Reason #3: You’re screwing up the hiring process
For anyone in the process of recruiting data engineers, this feedback is invaluable, ranging from the painful to just downright frustrating. Here is a story from ef5a0b0628 that should strike an empathy chord with anyone interviewing for a role in this field:
Every time something comes up on HN about a talent shortage in a field related to software engineering, it hurts. I have been unsuccessfully looking for a full time position since my last startup folded six months ago…It seems people in this industry refuse to understand that some people are not perfect…I never graduated college because I hated it with the very fiber of my being, so I am not particularly great at white boarding answers to algorithm questions off the top of my head in a high pressure environment. If I need them during my job, I look up answers and learn from people who are much smarter than I am.
This person’s experience mirrored another commenter who left their job when their spouse received an offer in Europe. ultramagas expected challenges related to looking for remote work, but the reality turned out to be much harsher:
But it was a summer of shitty timed hackerrank-style tests (virtual whiteboard hazing). I would tell my co-workers about them and they’d laugh in bewilderment at the questions that were asked in what should be a technical screener, and these are extremely smart and productive software guys that have started companies, written books, give conference talks…There’s definitely not a shortage of talent. It’s that every company thinks they need ‘A-players’, when the vast, vast majority are doing a damn basic CRUD app.
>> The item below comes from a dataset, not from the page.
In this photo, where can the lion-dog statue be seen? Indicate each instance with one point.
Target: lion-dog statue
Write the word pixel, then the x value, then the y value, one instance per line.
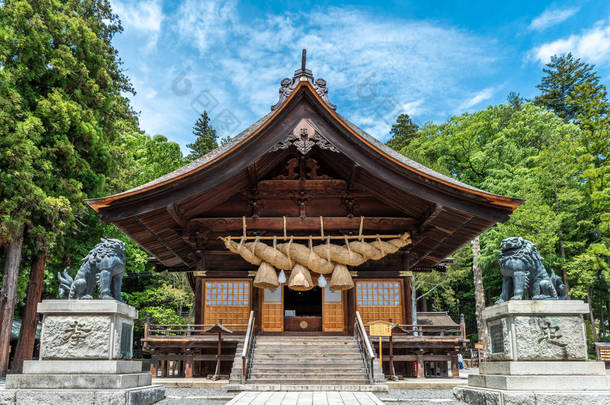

protomyth said that this seems to be a frustration that holds true across all technical roles: “I’m starting to think that the message is if HR is going to do checklists then developers should really make sure they work mostly with contracts that use popular checklist items.” As pyb put it, “The system is optimized for the needs of HR people.”
A lack of understanding about what indicates a good match for a data engineering often ends up with candidates feeling like companies are “unicorn searching.” SmellTheGlove, who does most of their own hiring, weighed in again with this advice on hiring:
- Look for challenges faced and problems solved
- Pay less attention to tech used
- Learning a specific tech stack is easy
- Process and problem solving should be primary
So wait…is there a shortage?
Despite the comments referenced above, I do still think the data shows a talent shortage, and there are plenty of commenters who agree (I’ll cover their feedback in my next post). Regardless, the advice from software developers is spot on. If your company is struggling to hire data talent, a shortage of data engineering talent might not be the root of your problem.
Data engineering work is hard, complicated, and can be incredibly frustrating for anyone lacking a natural affinity for it. Take this advice to heart, and use it to inform how you go about adding data engineering talent to the team.